This is a Python code repository for an image processing pipeline that processes elevation data tiles retrieved from an external source. The pipeline processes the tiles and generates a color-mapped output. This code was developed and tested in a Jupyter Notebook environment on an AWS EMR (Elastic MapReduce) cluster. Here's an overview of the code and how to use it:
Before running the code, make sure you have the required dependencies installed. The code uses PySpark, OpenCV (opencv-python), NumPy, and Matplotlib. You can install these dependencies using the following commands:
sc.uninstall_package('pip')
sc.install_pypi_package("pip==22.2.2")
sc.install_pypi_package("opencv-python")
sc.install_pypi_package("numpy")
sc.install_pypi_package("matplotlib")
transform_geo_to_tile(lat, lon) - Transforms geographical coordinates into tile coordinates.

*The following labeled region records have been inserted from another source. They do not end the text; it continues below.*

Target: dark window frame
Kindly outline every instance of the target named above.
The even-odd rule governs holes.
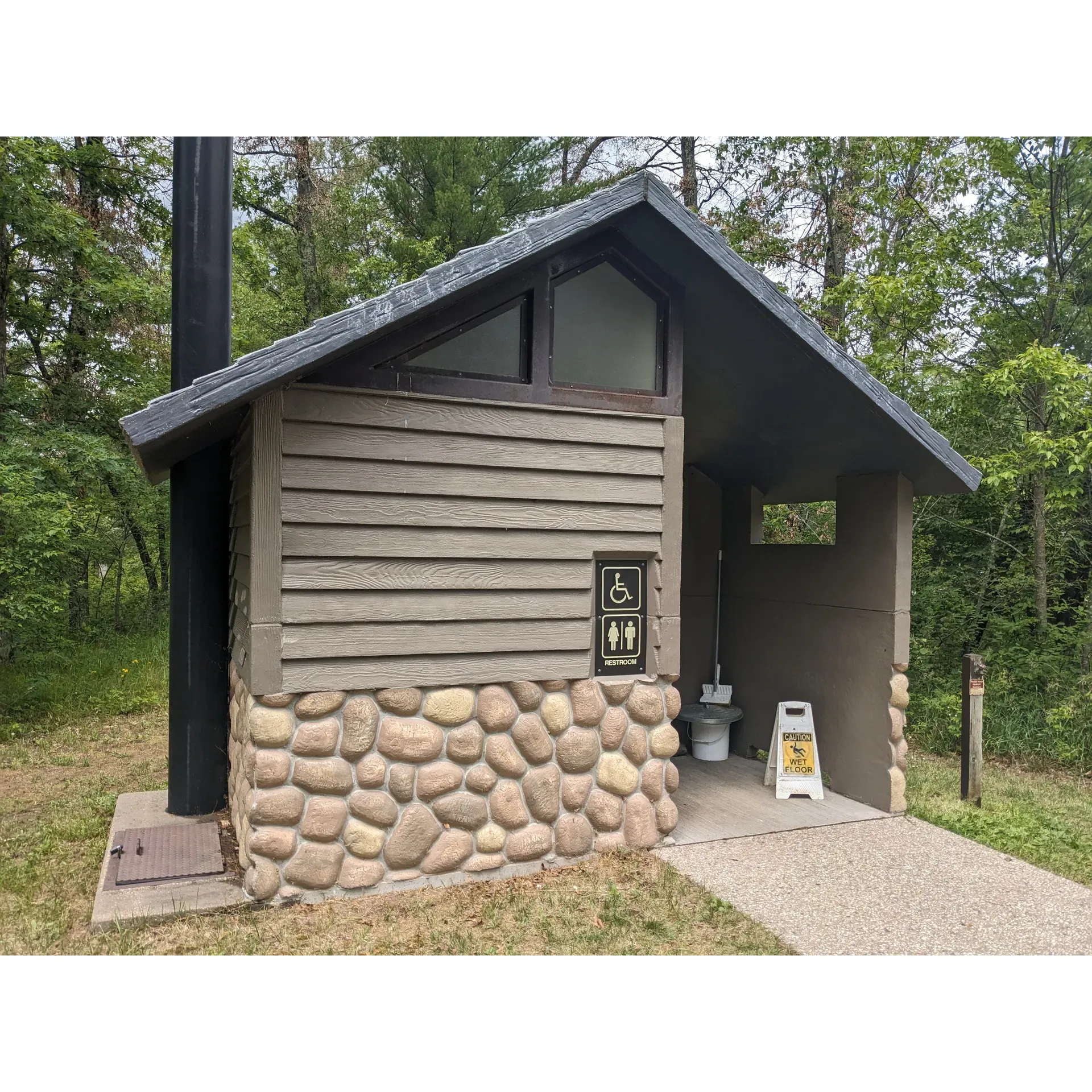
[[[617,270],[627,281],[637,286],[656,305],[656,361],[655,361],[655,385],[650,390],[646,387],[597,387],[593,383],[568,383],[554,378],[554,309],[555,293],[558,287],[568,281],[575,280],[583,273],[587,273],[597,265],[606,263],[612,269]],[[670,300],[667,293],[662,292],[655,284],[645,277],[637,266],[630,264],[618,252],[615,247],[608,247],[586,261],[566,270],[549,281],[549,381],[551,387],[567,388],[579,391],[616,391],[621,394],[643,394],[663,396],[664,372],[667,359],[667,322],[670,311]]]
[[[525,384],[530,382],[531,377],[531,296],[532,293],[525,292],[522,295],[508,299],[502,304],[498,304],[488,311],[483,311],[475,314],[473,318],[465,319],[464,321],[450,327],[443,333],[436,334],[435,336],[429,337],[428,341],[424,341],[420,344],[415,345],[413,348],[408,348],[404,353],[400,353],[397,356],[392,357],[379,367],[412,370],[422,376],[451,376],[452,378],[459,379],[484,379],[494,383]],[[499,316],[505,314],[507,311],[514,310],[515,308],[520,309],[520,370],[517,375],[498,376],[486,371],[455,371],[453,368],[429,368],[425,365],[417,365],[413,363],[431,349],[438,348],[440,345],[443,345],[449,341],[453,341],[455,337],[459,337],[477,327],[485,325],[485,323],[489,322],[491,319],[496,319]]]
[[[658,392],[617,390],[550,382],[553,317],[551,282],[579,268],[590,268],[614,257],[625,263],[655,294],[665,300],[662,339],[662,377]],[[642,287],[642,290],[648,288]],[[483,377],[439,369],[414,368],[412,356],[425,352],[427,343],[489,314],[524,297],[527,323],[527,371],[522,380],[499,376]],[[653,298],[656,298],[655,296]],[[305,376],[300,382],[324,387],[356,388],[444,397],[475,399],[526,405],[566,406],[580,410],[613,410],[679,416],[682,412],[682,308],[681,286],[639,251],[620,233],[600,232],[565,250],[537,258],[522,271],[491,283],[475,284],[461,298],[427,314],[410,319],[373,342]],[[404,363],[397,363],[404,361]]]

transform_tile_to_geo(x, y) - Transforms tile coordinates into geographical coordinates.
generate_tiles(lat1, lon1, lat2, lon2) - Generates a list of URLs for tile retrieval based on specified geographical coordinates.
display_output_map(tile_set, x_count, y_count) - Displays a composite map from a set of tiles.
calc_height_increase(pixel_data) - Calculates elevation from pixel data.
generate_elevation_thresholds(pixel_data) - Generates elevation thresholds based on pixel data.
apply_elevation_thresholds(input_array, thresholds) - Applies elevation thresholds to an input array.
apply_color_mapping(pixel_data, thresholds) - Applies color mapping to pixel data.
extract_x(filepath) - Extracts the X coordinate from a file path.
extract_y(filepath) - Extracts the Y coordinate from a file path.
run_image_processing_pipeline() - The main pipeline function that orchestrates the entire process. It retrieves tiles, processes them, applies thresholds, generates color mappings, and displays the output.
-
To use this image processing pipeline in a Jupyter Notebook on an AWS EMR cluster, follow these steps:
-
Launch an AWS EMR cluster with the necessary configuration and Spark installed.
-
Connect to the EMR cluster using SSH or another method.
-
Launch a Jupyter Notebook server on the EMR cluster.
-
Create a new Jupyter Notebook or open an existing one.
-
Copy and paste the code into a Jupyter Notebook cell.
-
Ensure that you have installed the required dependencies as mentioned in the "Prerequisites" section on the EMR cluster.
-
Customize the coords variable in the run_image_processing_pipeline() function to specify the geographical coordinates for tile retrieval.
-
Run the run_image_processing_pipeline() function within the Jupyter Notebook cell to execute the entire pipeline on the EMR cluster.
-
The processed output will be displayed using Matplotlib in the Jupyter Notebook, and a color-mapped image will be saved as 'color_mapped_output.png' on the EMR cluster's storage.
The result of our program is a map with six zones of average elevation marked on it
This code is designed to process elevation data tiles and demonstrate various image processing techniques in a Jupyter Notebook on an AWS EMR cluster. You can further customize and extend it according to your specific requirements.
Enjoy using the image processing pipeline in your Jupyter Notebook on AWS EMR!